Puasa Dan Kerohanian Kita
Yesaya 58:1-12
Bukan! Berpuasa yang Kukehendaki, ialah supaya engkau membuka belenggu-belenggu kelaliman, dan melepaskan tali-tali kuk, supaya engkau memerdekakan orang yang teraniaya dan mematahkan setiap kuk, supaya engkau memecah-mecah rotimu bagi orang yang lapar dan membawa ke rumahmu orang miskin yang tak punya rumah, dan apabila engkau melihat orang telanjang, supaya engkau memberi dia pakaian dan tidak menyembunyikan diri terhadap saudaramu sendiri!
- Yesaya 58:6-7
Berpuasa merupakan salah satu disiplin rohani yang sudah lama dikenal dan dipraktikkan umat Allah sejak Perjanjian Lama.
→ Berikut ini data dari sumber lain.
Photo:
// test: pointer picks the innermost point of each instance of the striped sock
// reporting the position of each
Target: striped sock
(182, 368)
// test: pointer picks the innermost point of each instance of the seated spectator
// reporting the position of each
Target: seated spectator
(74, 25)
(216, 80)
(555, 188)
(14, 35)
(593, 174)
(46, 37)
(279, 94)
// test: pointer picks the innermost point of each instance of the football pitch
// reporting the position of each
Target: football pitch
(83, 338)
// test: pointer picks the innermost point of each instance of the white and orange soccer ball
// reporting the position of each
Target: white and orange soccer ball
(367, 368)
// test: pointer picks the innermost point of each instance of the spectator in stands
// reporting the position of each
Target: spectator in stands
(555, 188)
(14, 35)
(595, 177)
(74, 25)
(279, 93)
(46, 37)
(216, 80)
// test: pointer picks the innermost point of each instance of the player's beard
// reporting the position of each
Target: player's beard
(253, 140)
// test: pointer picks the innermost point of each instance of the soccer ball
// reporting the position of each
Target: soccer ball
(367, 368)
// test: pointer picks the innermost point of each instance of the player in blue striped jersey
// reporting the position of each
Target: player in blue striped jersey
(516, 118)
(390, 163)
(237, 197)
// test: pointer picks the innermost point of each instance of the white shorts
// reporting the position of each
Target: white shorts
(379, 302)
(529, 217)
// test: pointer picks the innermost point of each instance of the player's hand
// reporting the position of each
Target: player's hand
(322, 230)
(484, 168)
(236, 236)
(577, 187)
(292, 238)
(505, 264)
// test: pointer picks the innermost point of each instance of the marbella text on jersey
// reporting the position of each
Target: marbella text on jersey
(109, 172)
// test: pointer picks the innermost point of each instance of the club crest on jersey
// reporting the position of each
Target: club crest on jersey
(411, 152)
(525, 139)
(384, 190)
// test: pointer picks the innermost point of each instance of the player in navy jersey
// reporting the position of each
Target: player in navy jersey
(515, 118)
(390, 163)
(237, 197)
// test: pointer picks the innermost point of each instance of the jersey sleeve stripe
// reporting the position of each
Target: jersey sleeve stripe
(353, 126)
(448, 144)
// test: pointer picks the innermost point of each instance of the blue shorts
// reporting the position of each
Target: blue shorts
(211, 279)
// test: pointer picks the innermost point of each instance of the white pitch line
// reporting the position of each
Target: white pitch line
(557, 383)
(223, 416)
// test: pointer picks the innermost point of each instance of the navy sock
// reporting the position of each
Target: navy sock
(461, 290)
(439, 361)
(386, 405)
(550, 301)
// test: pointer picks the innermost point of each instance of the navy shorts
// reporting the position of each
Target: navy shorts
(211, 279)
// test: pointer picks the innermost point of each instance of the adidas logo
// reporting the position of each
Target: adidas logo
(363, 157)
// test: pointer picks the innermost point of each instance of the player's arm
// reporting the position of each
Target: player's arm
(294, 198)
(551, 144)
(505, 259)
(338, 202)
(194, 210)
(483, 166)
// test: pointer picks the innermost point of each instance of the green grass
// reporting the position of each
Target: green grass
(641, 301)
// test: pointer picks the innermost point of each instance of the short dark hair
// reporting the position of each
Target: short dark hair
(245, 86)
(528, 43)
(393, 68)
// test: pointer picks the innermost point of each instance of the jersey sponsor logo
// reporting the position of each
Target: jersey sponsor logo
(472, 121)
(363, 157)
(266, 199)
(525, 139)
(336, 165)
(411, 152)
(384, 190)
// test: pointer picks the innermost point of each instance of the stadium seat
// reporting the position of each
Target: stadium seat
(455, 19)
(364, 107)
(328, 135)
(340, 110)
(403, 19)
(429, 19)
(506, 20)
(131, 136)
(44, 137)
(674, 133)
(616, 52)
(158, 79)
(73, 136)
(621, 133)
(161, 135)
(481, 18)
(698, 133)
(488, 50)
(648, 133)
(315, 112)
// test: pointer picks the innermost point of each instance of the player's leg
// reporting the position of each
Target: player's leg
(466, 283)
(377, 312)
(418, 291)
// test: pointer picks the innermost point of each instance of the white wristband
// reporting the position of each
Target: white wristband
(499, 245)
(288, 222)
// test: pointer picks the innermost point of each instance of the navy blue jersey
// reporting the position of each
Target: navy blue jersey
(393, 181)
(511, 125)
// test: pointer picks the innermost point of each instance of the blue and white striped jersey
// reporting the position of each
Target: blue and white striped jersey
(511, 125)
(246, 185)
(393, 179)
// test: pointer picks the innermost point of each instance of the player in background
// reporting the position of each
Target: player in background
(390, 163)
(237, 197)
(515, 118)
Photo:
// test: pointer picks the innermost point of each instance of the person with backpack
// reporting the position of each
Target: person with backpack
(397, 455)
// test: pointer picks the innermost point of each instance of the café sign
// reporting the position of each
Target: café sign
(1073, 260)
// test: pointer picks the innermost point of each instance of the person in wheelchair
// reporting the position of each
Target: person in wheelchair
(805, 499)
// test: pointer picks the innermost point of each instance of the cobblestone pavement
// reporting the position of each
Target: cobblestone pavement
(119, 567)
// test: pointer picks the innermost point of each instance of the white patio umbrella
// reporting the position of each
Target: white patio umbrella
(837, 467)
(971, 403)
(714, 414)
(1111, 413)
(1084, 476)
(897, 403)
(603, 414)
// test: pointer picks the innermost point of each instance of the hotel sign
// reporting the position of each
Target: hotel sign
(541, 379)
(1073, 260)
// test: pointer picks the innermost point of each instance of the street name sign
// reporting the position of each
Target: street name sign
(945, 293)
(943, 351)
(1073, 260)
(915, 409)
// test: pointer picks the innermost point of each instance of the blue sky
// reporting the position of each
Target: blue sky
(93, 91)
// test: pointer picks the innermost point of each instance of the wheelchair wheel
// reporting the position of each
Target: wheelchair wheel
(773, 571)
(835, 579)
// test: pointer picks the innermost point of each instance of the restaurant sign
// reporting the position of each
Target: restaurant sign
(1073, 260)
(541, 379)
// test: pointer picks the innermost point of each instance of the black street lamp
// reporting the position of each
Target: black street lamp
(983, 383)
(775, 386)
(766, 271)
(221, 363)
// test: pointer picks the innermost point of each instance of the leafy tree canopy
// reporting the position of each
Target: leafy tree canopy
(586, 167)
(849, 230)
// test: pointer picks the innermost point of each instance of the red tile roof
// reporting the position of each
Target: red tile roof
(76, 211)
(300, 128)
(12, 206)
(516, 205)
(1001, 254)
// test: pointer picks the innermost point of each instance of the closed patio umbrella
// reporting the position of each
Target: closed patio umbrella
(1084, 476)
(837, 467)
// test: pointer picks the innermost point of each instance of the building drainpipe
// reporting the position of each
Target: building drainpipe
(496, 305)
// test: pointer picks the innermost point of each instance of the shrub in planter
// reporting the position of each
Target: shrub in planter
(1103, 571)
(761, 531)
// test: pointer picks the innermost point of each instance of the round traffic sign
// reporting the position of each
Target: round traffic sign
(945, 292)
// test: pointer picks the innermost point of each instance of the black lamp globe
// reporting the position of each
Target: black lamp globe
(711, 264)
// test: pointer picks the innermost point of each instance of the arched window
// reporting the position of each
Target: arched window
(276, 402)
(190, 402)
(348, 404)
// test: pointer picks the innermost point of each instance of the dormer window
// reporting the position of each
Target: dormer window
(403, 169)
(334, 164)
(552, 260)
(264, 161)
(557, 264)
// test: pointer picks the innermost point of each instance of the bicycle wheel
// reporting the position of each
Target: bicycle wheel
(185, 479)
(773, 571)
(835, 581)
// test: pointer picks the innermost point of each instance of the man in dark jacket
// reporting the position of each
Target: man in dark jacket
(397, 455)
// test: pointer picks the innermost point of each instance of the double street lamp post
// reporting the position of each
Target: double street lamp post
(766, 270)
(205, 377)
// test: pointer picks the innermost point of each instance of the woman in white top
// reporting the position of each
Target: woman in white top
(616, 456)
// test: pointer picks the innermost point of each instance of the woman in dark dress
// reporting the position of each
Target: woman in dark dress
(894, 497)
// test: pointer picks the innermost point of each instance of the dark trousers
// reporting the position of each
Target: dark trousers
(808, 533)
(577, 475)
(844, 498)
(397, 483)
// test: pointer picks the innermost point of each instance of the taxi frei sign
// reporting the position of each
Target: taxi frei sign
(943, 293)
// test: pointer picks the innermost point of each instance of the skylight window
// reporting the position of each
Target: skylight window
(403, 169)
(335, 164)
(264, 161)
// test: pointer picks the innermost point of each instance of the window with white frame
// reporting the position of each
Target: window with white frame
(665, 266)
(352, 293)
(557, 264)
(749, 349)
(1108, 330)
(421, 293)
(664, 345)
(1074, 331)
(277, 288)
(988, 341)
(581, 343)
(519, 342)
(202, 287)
Berpuasa menurut Alkitab adalah sebuah bentuk perendahan diri di hadapan Allah. Umat Israel biasa melakukan puasa untuk mempersiapkan diri menjelang Hari Raya Pendamaian sebagai simbol dari rasa insaf, serta permohonan belas kasih dan pengampunan atas dosa-dosa mereka kepada Tuhan.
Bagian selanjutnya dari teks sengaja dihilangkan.